Membrane sequestration of the mlgG cytoplasmic domain confers a safety trigger mechanism governing the enhanced activation of isotype-switched IgG-B cell receptor

Abstract A hallmark of the adaptive immunity is the memory for previously experienced pathogens. Memory B cells that express the isotype-switched IgG-BCR are in charge of the establishment of the memory IgG antibody response. A trigger safety mechanism is necessary to govern the burst-enhanced activation of a smoking-gun-like IgG-BCR to avoid illegitimate activation. Here, we reported that the specific interaction between positively-charged mIgG cytoplasmic tail (mIgG-tail) and negatively-charged acidic phospholipids of the plasma membrane can sequester the key tyrosine in ITT motif in the membrane hydrophobic core, which help quench mIgG-tail basal level signaling in quiescent B cells.

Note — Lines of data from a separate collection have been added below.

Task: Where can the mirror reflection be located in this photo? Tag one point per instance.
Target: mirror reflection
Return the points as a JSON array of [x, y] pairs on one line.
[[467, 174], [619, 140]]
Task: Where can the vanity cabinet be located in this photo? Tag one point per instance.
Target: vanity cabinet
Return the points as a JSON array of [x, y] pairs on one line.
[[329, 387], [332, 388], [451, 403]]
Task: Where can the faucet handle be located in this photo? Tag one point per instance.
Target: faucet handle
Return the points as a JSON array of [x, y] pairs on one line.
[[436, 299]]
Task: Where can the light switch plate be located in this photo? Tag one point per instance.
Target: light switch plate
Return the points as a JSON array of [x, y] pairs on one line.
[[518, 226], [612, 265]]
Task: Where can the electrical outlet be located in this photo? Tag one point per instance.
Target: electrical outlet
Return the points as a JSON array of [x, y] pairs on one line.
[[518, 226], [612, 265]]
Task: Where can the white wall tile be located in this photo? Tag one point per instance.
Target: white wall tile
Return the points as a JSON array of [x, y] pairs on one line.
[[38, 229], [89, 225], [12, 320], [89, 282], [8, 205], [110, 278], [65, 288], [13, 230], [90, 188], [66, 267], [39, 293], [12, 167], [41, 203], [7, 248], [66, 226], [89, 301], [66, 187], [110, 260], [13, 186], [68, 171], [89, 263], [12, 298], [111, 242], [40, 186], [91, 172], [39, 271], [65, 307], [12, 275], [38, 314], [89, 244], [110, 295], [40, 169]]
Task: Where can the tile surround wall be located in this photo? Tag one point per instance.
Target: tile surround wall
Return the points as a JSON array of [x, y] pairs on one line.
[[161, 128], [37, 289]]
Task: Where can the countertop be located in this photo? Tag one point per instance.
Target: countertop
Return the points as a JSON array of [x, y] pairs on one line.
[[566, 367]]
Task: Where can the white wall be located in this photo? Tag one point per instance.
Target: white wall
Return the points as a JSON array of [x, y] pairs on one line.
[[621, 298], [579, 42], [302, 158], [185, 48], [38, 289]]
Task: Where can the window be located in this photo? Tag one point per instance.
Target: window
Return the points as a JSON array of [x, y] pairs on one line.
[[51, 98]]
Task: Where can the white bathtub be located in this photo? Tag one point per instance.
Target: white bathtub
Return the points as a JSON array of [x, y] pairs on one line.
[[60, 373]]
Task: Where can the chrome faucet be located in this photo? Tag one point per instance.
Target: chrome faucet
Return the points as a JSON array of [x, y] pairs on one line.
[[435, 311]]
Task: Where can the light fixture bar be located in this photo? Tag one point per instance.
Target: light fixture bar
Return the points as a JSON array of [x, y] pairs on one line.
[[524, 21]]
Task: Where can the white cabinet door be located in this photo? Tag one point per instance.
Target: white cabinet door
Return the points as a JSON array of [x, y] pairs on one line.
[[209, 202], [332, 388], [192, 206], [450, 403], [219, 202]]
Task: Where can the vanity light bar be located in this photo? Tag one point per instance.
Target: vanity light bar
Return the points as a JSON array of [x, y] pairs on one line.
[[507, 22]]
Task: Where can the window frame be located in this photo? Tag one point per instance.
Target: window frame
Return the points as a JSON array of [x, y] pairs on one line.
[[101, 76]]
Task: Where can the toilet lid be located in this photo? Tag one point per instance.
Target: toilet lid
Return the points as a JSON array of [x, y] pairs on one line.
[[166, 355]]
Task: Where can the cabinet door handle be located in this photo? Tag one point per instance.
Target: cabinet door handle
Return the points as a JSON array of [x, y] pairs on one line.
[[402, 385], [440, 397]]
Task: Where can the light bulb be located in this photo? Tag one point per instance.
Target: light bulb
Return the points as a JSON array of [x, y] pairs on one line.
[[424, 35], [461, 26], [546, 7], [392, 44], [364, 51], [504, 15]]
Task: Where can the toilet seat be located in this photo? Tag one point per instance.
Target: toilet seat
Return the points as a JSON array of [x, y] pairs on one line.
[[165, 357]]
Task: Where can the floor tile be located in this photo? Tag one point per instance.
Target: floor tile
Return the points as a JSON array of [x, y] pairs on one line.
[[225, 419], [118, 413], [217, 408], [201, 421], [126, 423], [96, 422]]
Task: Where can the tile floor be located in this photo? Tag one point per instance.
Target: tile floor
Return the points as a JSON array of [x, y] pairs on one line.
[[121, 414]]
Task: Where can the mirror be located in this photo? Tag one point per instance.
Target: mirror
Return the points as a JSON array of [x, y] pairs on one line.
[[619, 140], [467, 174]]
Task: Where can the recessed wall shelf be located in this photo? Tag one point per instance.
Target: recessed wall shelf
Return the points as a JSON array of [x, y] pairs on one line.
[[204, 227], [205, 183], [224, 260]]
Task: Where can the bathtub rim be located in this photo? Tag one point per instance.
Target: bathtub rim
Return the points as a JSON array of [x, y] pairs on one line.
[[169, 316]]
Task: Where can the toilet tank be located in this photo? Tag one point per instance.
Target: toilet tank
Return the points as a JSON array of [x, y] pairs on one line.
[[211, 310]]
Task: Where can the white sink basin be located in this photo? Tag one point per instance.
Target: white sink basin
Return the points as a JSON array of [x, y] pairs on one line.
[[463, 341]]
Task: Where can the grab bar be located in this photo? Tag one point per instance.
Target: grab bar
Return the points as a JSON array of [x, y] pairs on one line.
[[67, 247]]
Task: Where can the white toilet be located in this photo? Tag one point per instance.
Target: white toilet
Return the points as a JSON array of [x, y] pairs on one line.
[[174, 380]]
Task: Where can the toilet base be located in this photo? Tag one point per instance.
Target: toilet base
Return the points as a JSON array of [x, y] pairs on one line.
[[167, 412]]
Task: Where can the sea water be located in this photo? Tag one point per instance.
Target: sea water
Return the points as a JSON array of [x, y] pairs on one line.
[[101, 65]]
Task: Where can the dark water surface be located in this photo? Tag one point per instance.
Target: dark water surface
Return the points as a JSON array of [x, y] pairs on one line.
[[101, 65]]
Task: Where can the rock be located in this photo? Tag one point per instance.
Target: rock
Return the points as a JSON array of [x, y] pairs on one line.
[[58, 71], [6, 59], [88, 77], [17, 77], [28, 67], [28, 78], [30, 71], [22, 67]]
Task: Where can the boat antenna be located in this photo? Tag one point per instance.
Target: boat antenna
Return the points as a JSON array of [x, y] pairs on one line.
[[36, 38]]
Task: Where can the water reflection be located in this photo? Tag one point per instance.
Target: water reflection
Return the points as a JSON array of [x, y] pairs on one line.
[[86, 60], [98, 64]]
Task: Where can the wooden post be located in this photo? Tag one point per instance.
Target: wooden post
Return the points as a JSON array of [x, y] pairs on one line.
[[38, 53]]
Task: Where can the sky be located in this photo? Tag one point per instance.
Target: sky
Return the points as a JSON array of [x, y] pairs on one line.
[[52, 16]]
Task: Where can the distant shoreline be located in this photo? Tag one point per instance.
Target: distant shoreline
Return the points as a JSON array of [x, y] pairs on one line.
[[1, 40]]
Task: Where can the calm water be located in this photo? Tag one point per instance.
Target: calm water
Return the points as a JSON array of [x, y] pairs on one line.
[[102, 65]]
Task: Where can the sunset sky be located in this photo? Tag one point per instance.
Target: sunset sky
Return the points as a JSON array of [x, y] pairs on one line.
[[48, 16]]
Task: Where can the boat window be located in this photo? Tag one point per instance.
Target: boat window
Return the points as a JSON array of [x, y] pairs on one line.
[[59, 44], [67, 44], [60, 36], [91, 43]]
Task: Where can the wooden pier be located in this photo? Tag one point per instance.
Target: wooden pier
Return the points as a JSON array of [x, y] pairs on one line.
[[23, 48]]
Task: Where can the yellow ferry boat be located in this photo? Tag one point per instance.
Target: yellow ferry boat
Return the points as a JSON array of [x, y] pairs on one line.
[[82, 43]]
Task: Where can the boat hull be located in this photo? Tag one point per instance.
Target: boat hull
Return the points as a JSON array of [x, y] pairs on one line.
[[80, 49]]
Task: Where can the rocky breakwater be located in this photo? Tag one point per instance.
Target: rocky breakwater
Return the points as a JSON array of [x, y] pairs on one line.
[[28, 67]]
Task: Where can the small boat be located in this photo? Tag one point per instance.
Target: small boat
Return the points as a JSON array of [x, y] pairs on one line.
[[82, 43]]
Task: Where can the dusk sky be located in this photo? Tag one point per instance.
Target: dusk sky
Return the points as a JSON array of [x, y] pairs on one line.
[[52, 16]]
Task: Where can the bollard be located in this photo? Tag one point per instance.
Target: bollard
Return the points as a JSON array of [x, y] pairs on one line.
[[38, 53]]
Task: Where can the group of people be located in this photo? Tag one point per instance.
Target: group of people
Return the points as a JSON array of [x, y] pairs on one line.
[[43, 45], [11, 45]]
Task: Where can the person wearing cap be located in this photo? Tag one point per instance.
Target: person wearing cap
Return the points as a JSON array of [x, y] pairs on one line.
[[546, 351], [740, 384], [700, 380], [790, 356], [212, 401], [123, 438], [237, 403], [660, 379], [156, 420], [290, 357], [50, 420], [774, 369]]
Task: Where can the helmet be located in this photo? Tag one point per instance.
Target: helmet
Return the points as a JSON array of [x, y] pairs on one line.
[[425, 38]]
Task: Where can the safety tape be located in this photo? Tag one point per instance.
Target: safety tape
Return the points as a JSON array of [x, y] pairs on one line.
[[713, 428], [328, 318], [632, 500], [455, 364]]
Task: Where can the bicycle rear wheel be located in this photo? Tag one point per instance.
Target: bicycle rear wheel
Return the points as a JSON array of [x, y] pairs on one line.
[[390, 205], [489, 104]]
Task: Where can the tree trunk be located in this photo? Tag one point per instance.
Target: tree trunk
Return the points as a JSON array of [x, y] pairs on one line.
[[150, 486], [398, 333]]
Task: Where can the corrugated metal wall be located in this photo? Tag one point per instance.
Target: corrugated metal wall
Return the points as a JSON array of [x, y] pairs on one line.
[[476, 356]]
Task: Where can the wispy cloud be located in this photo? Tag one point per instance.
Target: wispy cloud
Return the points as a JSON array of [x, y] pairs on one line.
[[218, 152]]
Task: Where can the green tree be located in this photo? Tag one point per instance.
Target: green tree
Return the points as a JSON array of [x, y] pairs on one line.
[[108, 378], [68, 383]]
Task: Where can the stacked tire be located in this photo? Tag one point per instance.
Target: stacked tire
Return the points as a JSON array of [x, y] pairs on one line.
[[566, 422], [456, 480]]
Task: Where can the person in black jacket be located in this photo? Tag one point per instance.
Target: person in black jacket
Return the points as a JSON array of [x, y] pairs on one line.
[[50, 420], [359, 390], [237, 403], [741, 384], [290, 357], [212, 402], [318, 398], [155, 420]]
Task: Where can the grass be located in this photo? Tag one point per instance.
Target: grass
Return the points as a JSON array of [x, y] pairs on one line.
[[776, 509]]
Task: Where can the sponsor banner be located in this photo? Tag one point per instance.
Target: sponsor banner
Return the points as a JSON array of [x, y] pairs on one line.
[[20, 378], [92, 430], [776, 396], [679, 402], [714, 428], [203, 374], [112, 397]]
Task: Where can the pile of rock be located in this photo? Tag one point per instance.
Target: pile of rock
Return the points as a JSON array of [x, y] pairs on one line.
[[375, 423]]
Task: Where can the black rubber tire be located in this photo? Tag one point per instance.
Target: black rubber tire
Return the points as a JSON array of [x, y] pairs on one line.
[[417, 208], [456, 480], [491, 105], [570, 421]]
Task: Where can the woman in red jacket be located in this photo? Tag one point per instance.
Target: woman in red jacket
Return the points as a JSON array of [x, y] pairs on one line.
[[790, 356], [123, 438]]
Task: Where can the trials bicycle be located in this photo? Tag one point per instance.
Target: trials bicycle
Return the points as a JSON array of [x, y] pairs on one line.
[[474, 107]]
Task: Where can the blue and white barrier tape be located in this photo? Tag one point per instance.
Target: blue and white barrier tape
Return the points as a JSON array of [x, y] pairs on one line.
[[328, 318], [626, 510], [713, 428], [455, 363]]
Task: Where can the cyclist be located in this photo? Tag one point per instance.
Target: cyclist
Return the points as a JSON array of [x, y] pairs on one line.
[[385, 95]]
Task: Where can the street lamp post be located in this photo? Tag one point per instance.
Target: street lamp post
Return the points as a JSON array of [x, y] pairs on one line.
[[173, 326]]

Indeed, we observed that disruption of the interaction in quiescent B cells induced higher basal level phosphorylation of mIgG-tail ITT motif and promoted the survival signal of primary B cell in vivo. Disruption of the interaction also led to excessive recruitment of prominent BCR signaling microclusters into the B cell immunological synapse, more aggressive Ca2+ mobilization and gene expression indicated by Nur77-GFP reporter mice, which ultimately led to hyper-proliferation of primary B cells after antigen engagement. Physiologically, mIgG-tail was released by antigen engagement or Ca2+ mobilization in the initiation of IgG+ B cell activation, which then enhances Ca2+ mobilization, and in turn facilitates more release of mIgG-tail to further enhance memory B cell activation through such a positive feedback mechanism. Conclusively, our findings shed new light on a novel regulatory mechanism of IgG+ memory B cell to balance immunoprotection and immunopathology and provide new perspective of self-tolerance in class-switched IgG+ memory B cells.